"Oh," said the girl, sympathetically (falling inflection).
"I have been there a year, and I trust when I came away I left light behind."
"Oh yes."
"At present I have no situation, though I have one in view. They are most anxious to have me, but I say to myself, 'Will I do the most good there? Is it a place where my influence will carry the most weight?' For we should all do the best we can with our talents, it is a duty; I do the best I can with mine."
"Oh yes, I reckon so. And you speak so beautifully too. Perhaps you've spoken?—I mean before people?"
"Never in public," answered the other voice, reprovingly; "to my pupils, but never in public. I think a woman should always keep her life secluded, she should be the comfort and the ornament of a purely private home. We do not exhibit our charms—which should be sacred to the privacy of the boudoir—in the glare of lecture-rooms; we prefer to be, and to remain, the low-voiced, retiring mothers of a race of giant sons whom the Muse of History will immortalize in the characters of soldier, statesman, and divine."

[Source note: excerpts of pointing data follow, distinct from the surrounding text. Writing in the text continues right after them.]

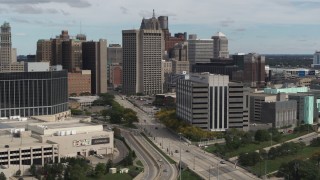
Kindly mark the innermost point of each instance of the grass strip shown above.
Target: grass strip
(158, 149)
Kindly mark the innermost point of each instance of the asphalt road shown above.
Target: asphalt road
(196, 159)
(123, 151)
(151, 171)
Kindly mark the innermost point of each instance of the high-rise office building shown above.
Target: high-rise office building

"Oh yes," said the girl's voice again, in good-natured, if inattentive, acquiescence.
Winthrop glanced back. The young girl was charmingly pretty, with a sweet indifference in her eyes. The older woman—she was over fifty—was of a martial aspect, broad-shouldered, large-boned, and tall; her upper lip was that of a warrior, her high cheek-bones had an air of resolute determination. Comfort and ornament of a purely private home, as she had just proclaimed herself, it seemed almost as if her powers would be wasted there; she was a woman to lead an army through a breach without flinching. The giant sons in her case were presumably imaginary, for she gave her name to her companion as they parted: "Miss Louisa Mearns—they call me Lulette." Her voice was very soft and sweet.
"Southerner, of course, with those lovely tones," was Winthrop's mental comment as she passed, stepping rather delicately, and, tall as she was, without any stride. "But she's got a thorough soul of Maine, though she doesn't dream of it. There must have been transmigration somewhere among her ancestors." And then from sheer weariness and restlessness he went into another car.
His feeling was that this train would be in North Carolina a week. But it got on. It traversed South Carolina and Georgia, it passed through the cotton country, it crossed beautiful rivers rolling slowly towards the sea, then it made a wide detour round Okefinokee swamp, and at last brought him again to the margin of the broad St John's. It seemed to him that half a lifetime had passed since he left it.